BTC Enters Moderate Expansion Phase as Spot Demand Outpaces Derivatives Activity

Matt Hougan, the Chief Investment Officer of Bitwise, has issued a transformative outlook for 2026, arguing that the era of BTC’s extreme, retail-driven “boom and bust” cycles is officially over. In a series of recent notes to clients and public commentary, Hougan stated that the “four-year cycle is dead,” citing the diminishing impact of the periodic block subsidy halving and the massive influx of stable, institutional capital.
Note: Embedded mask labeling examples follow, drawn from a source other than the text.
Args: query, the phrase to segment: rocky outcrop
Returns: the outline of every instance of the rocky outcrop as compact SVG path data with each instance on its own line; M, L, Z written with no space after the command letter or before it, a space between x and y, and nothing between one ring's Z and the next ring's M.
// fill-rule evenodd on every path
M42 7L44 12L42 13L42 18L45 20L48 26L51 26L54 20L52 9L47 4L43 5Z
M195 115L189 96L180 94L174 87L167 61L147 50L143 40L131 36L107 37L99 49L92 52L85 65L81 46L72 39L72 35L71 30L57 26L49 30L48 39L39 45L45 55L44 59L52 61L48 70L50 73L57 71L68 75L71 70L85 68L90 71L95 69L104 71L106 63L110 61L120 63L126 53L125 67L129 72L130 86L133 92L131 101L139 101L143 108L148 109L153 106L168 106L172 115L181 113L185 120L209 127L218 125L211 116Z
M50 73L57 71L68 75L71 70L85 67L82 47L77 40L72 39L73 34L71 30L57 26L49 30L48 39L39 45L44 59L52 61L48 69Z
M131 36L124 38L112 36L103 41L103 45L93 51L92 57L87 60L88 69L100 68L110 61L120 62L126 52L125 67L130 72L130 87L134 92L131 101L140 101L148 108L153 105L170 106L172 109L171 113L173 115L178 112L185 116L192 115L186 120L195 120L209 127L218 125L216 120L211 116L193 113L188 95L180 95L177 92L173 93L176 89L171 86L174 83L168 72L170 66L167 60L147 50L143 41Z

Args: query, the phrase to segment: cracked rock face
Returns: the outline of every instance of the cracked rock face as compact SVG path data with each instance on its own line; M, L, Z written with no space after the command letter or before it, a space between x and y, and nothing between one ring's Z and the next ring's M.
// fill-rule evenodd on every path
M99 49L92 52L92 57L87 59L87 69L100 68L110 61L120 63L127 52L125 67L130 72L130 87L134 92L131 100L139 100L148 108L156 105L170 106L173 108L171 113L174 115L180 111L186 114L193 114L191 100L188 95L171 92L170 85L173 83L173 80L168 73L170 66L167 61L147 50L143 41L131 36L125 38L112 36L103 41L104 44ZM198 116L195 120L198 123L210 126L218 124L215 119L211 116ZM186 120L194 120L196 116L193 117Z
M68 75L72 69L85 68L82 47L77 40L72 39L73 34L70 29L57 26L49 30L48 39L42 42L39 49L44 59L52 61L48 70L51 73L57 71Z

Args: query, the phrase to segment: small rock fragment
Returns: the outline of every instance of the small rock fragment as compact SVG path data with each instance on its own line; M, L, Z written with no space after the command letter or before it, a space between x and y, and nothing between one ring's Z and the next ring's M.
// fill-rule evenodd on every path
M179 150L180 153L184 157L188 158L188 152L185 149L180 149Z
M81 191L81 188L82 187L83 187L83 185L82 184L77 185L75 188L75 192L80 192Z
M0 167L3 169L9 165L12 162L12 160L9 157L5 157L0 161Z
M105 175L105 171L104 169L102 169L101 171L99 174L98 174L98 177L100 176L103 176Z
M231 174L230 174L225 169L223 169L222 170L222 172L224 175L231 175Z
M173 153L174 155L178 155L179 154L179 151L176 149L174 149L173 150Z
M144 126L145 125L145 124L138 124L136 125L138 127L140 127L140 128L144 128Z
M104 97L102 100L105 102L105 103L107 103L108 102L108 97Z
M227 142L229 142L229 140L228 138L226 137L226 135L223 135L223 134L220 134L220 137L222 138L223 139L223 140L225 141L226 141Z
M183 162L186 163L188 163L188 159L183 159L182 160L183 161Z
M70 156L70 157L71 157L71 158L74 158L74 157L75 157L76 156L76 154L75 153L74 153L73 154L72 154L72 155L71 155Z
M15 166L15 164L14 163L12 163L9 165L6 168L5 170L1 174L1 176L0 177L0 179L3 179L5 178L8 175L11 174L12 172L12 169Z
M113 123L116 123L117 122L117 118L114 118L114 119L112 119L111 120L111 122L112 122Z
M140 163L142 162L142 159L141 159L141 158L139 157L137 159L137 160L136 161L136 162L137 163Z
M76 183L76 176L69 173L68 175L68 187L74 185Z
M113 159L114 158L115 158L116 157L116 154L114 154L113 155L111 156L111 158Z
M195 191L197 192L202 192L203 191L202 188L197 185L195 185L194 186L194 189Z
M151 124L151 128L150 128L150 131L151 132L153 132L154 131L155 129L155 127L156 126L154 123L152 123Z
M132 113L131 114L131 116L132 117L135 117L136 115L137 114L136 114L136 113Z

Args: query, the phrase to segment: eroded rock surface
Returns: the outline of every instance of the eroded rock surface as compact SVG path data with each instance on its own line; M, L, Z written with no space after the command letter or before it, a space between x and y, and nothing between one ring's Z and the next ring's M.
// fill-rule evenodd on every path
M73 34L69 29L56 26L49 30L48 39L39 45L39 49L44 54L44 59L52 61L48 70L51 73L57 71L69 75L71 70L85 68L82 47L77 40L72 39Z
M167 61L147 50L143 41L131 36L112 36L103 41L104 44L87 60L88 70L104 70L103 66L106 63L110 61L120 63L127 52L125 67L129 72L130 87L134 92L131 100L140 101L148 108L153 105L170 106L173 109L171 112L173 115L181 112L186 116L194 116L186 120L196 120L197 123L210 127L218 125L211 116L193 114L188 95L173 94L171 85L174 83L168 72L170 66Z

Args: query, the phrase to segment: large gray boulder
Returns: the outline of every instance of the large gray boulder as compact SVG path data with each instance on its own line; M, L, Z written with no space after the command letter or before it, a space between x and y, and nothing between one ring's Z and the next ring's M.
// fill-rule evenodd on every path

Historically, BTC has followed a predictable pattern of three strong years followed by a sharp correction; however, Hougan expects 2026 to defy this trend by setting new all-time highs instead of a deep pullback. This transition into what Bitwise calls the “Institutional Era” is supported by the fact that BTC was actually less volatile than Nvidia stock throughout much of 2025, a comparison that underscores the asset’s ongoing maturation into a standard portfolio ballast.

Institutional Onboarding and the Stabilization of the Investor Base

The primary engine behind this volatility compression is the widespread integration of BTC into the advisory platforms of the world’s largest banks. With Morgan Stanley, Merrill Lynch, and Wells Fargo now actively facilitating client allocations via spot ETFs, the investor base for BTC has diversified far beyond high-frequency retail traders. Hougan pointed out that these institutional flows are typically driven by systematic rebalancing rather than the leverage-fueled speculation that defined previous cycles. Furthermore, the massive liquidations that occurred in late 2025 served to “flush out” excessive systemic leverage, leaving the market in a much healthier and more resilient state. As billions of dollars in “sticky” capital from 401(k) accounts and pension funds continue to absorb the daily mined supply, the market’s “floor” has become significantly more robust, leading to a decade-long trend of declining price swings.

Falling Correlations and the New Role of BTC as a Macro Asset

A second pillar of the Bitwise thesis is the expected decline in BTC’s correlation with traditional equity markets throughout 2026. Hougan argues that as crypto-specific catalysts—such as the upcoming January 15 market structure markup and the expansion of the “Genius Act”—become the primary drivers of price action, BTC will increasingly move independently of the S&P 500. This makes the asset more attractive for professional diversification, particularly as investors grapple with rising public debt and the associated risks of fiat currency debasement. By positioning BTC as a “scarce digital commodity” alongside gold and silver, Bitwise anticipates that the asset will benefit from a “macro trifecta” of falling interest rates, improved regulatory clarity, and a steady move toward quantitative easing. For investors in 2026, the message from Hougan is one of cautious optimism: while the era of 1,000% annual gains may be in the past, the new era of steady, institutional-grade growth offers a far more sustainable path toward long-term value preservation.